Julian Simon, Optimist and Critic of Env. Pessimism
"The doomsayers of the population-control movement offer a vision of limits, decreasing resources, a
zero-sum game, conservation, deterioration, fear and conflict--concluding with calls for more
government intervention in markets and family affairs. [Shouldn't] our vision be to look optimistically
upon people as a resource rather than a burden--a vision of receding limits, increasing resources and
possibilities, a game in which everyone can win, building, the excitement of progress, and the belief
that persons and firms, acting spontaneously in search of their individual welfare, and regulated only
by rules of a fair game, will produce enough to maintain and increase economic progress and promote
liberty? The energetic efforts of humankind will prevail to increase worldwide our numbers, our
health, our wealth, and our opportunities." 1990
- •People an asset not a liability (human population growth is good for humans, not bad)

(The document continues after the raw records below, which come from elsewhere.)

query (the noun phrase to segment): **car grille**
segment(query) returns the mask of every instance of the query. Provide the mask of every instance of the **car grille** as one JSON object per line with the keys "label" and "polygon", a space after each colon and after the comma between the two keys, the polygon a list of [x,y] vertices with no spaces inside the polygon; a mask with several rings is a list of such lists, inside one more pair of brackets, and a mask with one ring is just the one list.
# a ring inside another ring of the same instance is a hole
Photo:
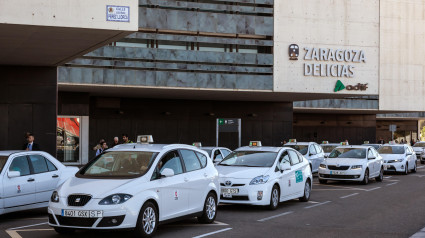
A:
{"label": "car grille", "polygon": [[336,167],[335,165],[328,165],[328,169],[330,169],[330,170],[347,170],[349,168],[350,168],[350,166],[346,166],[346,165],[339,166],[339,167]]}
{"label": "car grille", "polygon": [[223,200],[223,201],[226,201],[226,200],[228,200],[228,201],[249,201],[248,196],[237,196],[237,195],[234,195],[231,198],[225,198],[223,196],[220,196],[220,199]]}
{"label": "car grille", "polygon": [[125,215],[122,216],[115,216],[115,217],[104,217],[99,222],[97,227],[112,227],[112,226],[119,226],[124,221]]}
{"label": "car grille", "polygon": [[[222,187],[229,187],[229,186],[225,185],[224,183],[220,183],[220,185]],[[242,187],[242,186],[245,186],[245,184],[239,184],[239,183],[232,184],[232,187]]]}
{"label": "car grille", "polygon": [[55,218],[53,218],[53,215],[49,213],[49,223],[50,224],[55,224],[56,225],[56,221]]}
{"label": "car grille", "polygon": [[92,227],[97,220],[97,218],[63,217],[63,216],[56,216],[56,219],[58,219],[59,225],[80,226],[80,227]]}
{"label": "car grille", "polygon": [[335,178],[335,179],[358,179],[360,175],[334,175],[334,174],[321,174],[322,178]]}
{"label": "car grille", "polygon": [[82,207],[91,200],[90,195],[72,194],[68,196],[68,205],[73,207]]}

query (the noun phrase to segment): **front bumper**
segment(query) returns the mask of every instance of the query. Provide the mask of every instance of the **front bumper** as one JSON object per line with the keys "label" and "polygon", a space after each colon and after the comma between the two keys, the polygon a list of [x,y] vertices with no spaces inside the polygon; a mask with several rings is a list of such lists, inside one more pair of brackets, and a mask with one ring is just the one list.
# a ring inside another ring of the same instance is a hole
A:
{"label": "front bumper", "polygon": [[[241,187],[226,187],[221,188],[237,188],[239,189],[238,194],[233,194],[232,197],[224,197],[223,193],[220,196],[220,203],[227,204],[247,204],[247,205],[259,205],[265,206],[270,204],[271,196],[271,183],[259,184],[259,185],[244,185]],[[259,192],[262,196],[259,197]]]}
{"label": "front bumper", "polygon": [[406,169],[405,167],[405,162],[384,163],[385,172],[404,172]]}
{"label": "front bumper", "polygon": [[[62,201],[66,198],[61,199]],[[67,227],[75,229],[134,229],[139,216],[139,209],[130,209],[127,204],[98,205],[100,199],[92,199],[82,207],[73,207],[59,203],[49,203],[47,209],[49,225],[52,227]],[[128,201],[129,202],[129,201]],[[127,203],[127,202],[126,202]],[[103,211],[101,218],[75,218],[62,216],[62,210]],[[137,211],[136,211],[137,210]]]}
{"label": "front bumper", "polygon": [[329,170],[319,168],[319,179],[322,180],[362,181],[363,177],[363,169]]}

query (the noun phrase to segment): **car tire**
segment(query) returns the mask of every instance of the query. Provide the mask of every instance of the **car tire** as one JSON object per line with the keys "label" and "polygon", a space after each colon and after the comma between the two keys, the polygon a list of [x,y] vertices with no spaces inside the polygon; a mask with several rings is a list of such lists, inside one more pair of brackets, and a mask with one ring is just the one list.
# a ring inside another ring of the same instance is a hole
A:
{"label": "car tire", "polygon": [[198,217],[198,221],[203,224],[211,224],[217,216],[217,196],[210,192],[204,203],[202,216]]}
{"label": "car tire", "polygon": [[134,235],[136,237],[153,237],[158,228],[158,219],[157,207],[152,202],[146,202],[140,209]]}
{"label": "car tire", "polygon": [[327,184],[328,183],[328,180],[326,180],[326,179],[319,179],[319,183],[320,184]]}
{"label": "car tire", "polygon": [[375,178],[377,182],[382,182],[384,180],[384,168],[381,167],[378,177]]}
{"label": "car tire", "polygon": [[299,198],[300,202],[308,202],[311,195],[311,182],[310,179],[307,179],[304,184],[304,195]]}
{"label": "car tire", "polygon": [[406,163],[405,165],[404,165],[404,172],[403,172],[403,175],[408,175],[409,174],[409,164],[408,163]]}
{"label": "car tire", "polygon": [[364,178],[362,181],[363,185],[367,185],[369,183],[369,169],[366,169],[366,171],[364,172]]}
{"label": "car tire", "polygon": [[75,232],[75,229],[67,228],[67,227],[53,227],[55,231],[59,234],[65,235],[65,234],[72,234]]}
{"label": "car tire", "polygon": [[272,192],[270,194],[270,205],[268,206],[270,210],[277,209],[277,207],[279,206],[279,200],[280,200],[279,198],[280,198],[279,187],[277,185],[274,185],[272,188]]}
{"label": "car tire", "polygon": [[421,164],[425,164],[425,161],[422,161],[422,160],[421,160]]}
{"label": "car tire", "polygon": [[418,166],[416,165],[416,161],[415,161],[415,167],[413,167],[413,169],[410,171],[412,173],[416,173],[416,171],[418,171]]}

- •Positive effect additional people have on productivity by creating and applying new knowledge
- •Tech improvements depend on people, so reasonable to assume that amount of improvement
depends in large part on # of people
- •In developed countries, larger pop, greater # of scientists and larger amount of sci knowledge produced
- •Economies of scale apply to people too (the more people, the easier it is for new
knowledge/technology to be created and this will improve our lives)
- •Human ingenuity will keep doing more with less
- •More people there are, more minds, more discoveries, better off we will be
- •Humans as the "ultimate resource"
- •Self-interest pursuit in a free market, with minimal regulation, will lead to human progress
- •No scarcity of resources (Environmentalists create unjustified hysteria about this)
- •Only meaningful measure of scarcity is economic cost of goods and in most every case the cost of
natural resources has declined throughout human history (relative to income)
- •Conventional wisdom that resources are finite is false
- •Resources are not fixed; people create more resources: food, for example
- •Humans are interested in the services resources provide and human ingenuity and technology can use
natural resources more and more efficiently and find substitutes, thus resources aren't really limited
- •Copper communication wire example: More efficient extraction, expand our area of search (to
the sea and outer space), recycling, improved efficiency--use less and less (matter is infinitely
divisible), find substitutes via new technology
- •Oil as energy source example; more wells, more efficient wells, convert shale, tar, & coal to oil, oil
from plants, power from nuclear and solar sources, move to other suns.
- •Market incentives take care of finding alternatives; scarcity fuels tech advance
- •Scarcity of a resource will lead to price rise which will lead to discovery/creation of substitute (and
new technology)
- •No need to plan way ahead for when we run out
- •Some worries
- Are humans really are better off with more people (especially at a population over 6 billion)?
- Are nonhumans made better off by more people?
- Why assume economic growth should count as human progress?
- Is Simon's faith in technology to solve resource problems plausible?
- Can Simon address limits in earth's pollution/waste assimilation capacity? Or land space for people?